Brands in textile industry will have to take steps to not only keep in check hazardous chemicals in the finished article, but also in waste water, sludge and (at a later stage) in air emissions
With the shift in manufacturing base to the producer countries in the East, the monitoring of the supply chain activities such as logistics, deliveries, quality and environmental compliances has undergone a paradigm shift. The fragmented nature of the supply chain has compounded the challenges to brands to ensure consumer safety and eco-compliance in their products.
Many brands traditionally have been focusing on consumer safety. In order to ensure that the final article is free from hazardous chemicals, most brands formulate a Restricted Substances List (RSL), which is a guideline on chemicals that are prohibited for use. The compliance to the RSL is generally checked through random sampling and testing of the finished article at accredited laboratories.
Brands require their suppliers and business partners to implement processes in their operations to comply with these RSL requirements and communicate the information to their raw material suppliers.
The question is: Is there actual compliance with such initiatives and policies across the fragmented and diverse supply chain?

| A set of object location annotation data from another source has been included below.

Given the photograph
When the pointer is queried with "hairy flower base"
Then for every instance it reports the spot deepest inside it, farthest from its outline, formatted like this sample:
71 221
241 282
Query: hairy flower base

The Dirty Laundry campaign
A new investigative campaign by Greenpeace – called ‘Dirty Laundry’, has brought out some pointers to the above question. Greenpeace started a campaign to profile the problem of water pollution resulting from the release of hazardous chemicals by the textile industry in China. In its series of investigations, the NGO found that environmentally harmful chemicals were being widely used in the processing chain, even by leading brands – inspite of the brands’ claims of implementing RSLs at their suppliers end.
The Dirty Laundry reports thus have blown the lid off the role brands are expected to play in product and consumer safety by ensuring compliance of their supply chain.